ドーナツを適当に選び、アイスコーヒーとアイスミルクを持ってテーブルに戻る。
クソチビは涼しい店内で少し落ち着いたのか、キョロキョロと辺りを見渡している。
「ほら、俺の奢りだ、食え」
「わぁ~美味しそう♪はらださのすけさんありがとう♪」
店内に入ってもなお、あの甘い淡い匂いは漂っていた。
(まさかな…)
嬉しそうにドーナツを頬張るクソチビをジロジロと観察する。
ぶかぶかの男物のシャツから見える腕も、首筋も日焼けしてまるで色気がない。
(姫さんも少し首が日焼けしてたが…こう…なんて言うか…色気があるんだよな…って言うか…親父のシャツでも着てきたのかよ?)
少し肌蹴た襟元から、十字架のネックレスが見えた。
(俺には効かねぇけどよ…やっぱりいい気分のもんじゃねぇな…って言うかガキのクセに色気づいてんじゃねぇ!!)
胸は寄せて上げる肉もないんじゃないか?ってくらいボリュームがない。
ボリュームがない以前に…板だな…これは…。
(姫さんもよ…ボリューム不足だけどな…こう…色香ってモンが漂ってんだよな…って言うかこの世に寄せて上げる下着があるって事知らねぇんじゃないか?まぁ…ガキには無用の長物か…)
一通り観察してみたが、あのいい匂いのする姫さんとの接点はまったく見つからない。
「はらだぁさのすけしゃん…どーにゃつ…ムグ…ん…んんん…ドーナツ食べないんですか?」
「甘いモンは嫌いじゃねぇが、今は違うモンが食いたくてな…」
「ふーん…」
クソチビはジロジロと俺の顔を観察し始めた。
「なんだ?クソチビ」
「クソチビじゃないです。
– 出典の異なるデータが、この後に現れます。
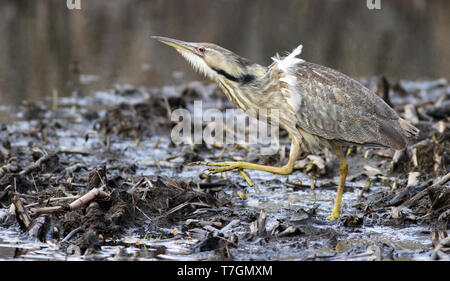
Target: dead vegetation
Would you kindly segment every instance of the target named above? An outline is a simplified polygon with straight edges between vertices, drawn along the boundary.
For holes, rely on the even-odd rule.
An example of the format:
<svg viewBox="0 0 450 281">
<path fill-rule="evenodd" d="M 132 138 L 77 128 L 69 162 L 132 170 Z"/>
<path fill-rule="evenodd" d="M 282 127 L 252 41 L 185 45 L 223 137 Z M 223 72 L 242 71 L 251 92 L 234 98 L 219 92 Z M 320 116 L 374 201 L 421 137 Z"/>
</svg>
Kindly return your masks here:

ethlinです」
「それなら俺もはらださのすけなんてフルネームで呼ばなくてもいい。佐之助って呼べ」
「佐之助さん?」
「そうだ」
ethlinはアイスミルクを一気に飲み干し、一息ついてこう切り出した。
「佐之助さん、この前の初回料払ってください。あと歳三お兄ぃがみちるねぇの手握った料金もふんだくれって」
「お前…ガキのクセに集金係かよ」
「ガキじゃないです。大人です」
鞄をごそごそと漁り、俺の目の前に自慢げな顔でカードをかざす。
「…お前…そんなナリで女子大生かよ…」
「そんなナリって…どう見たって大人じゃないですか~?」
ethlinはふて腐れながら学生証を鞄にしまう。
(世の中にはいろんな女がいるもんだ…今日改めて思い知らされた…)
「で?いくら払えって?」
ethlinはうーんと唸って8千円と答えた。
「お前…適当に答えただろ?」
「だってみちるねぇのお触り料金なんて設定してないもん」
「仕方がねぇ…あのグラマーなねぇちゃんはいつでも事務所にいるんだろ?来週の頭にでも払いに行く」
「ホントですか~?」
ethlinは疑いの目を俺に向けた。
「あのなぁ…男に二言はないんだよ!払うって言ったモンは払う。絶対に約束する」
ethlinはじっと俺の目を見つめ、やがて素直にわかりましたと答えた。
「佐之助さん、根は…悪い人じゃなさそうだモンね。ドーナツ奢ってくれたりして。ただ…」
「なんだ?」
ethlinは一瞬顔を顰め、何でもないですと呟く。
「クライアントのプライベートに口出しちゃあ~ダメですもんね。まぁちゃんとお金払ってくれればそれでいいし、それ以上の依頼を受けるかは…お兄ぃが決める事だし。佐之助さん、ドーナツ本当にごちそうさまでした」
鞄を手にして立ち上がった拍子にethlinの鞄の中身がぶちまけられる。
「あぁ~」
「ったく…何やってんだ…」
荷物を拾ってやると、教科書とノートの間に見たことのある御札らしきものがチラリと見えた。
(なんだ?御札って流行ってんのかよ…まったく…人間のガキどもの考える事は理解出来ねぇな…)
「ほらよ…。延滞料のかわりに兄さんとグラマーな姉さんに土産買ってやるよ。くれぐれもグラマーな姉さんにはよろしく言っといてな」
(結局甘い匂いの正体は判らなかったな…。まぁいいか。この街に最低もう一人は姫さんと同じ『最高の血』の持ち主がいるかもしれぇって事だ…。次回に期待だな)
ドーナツのケースの前で欲張るethlinの頭を小突きながら、俺はぼんやりと姫さんの事を考えていた。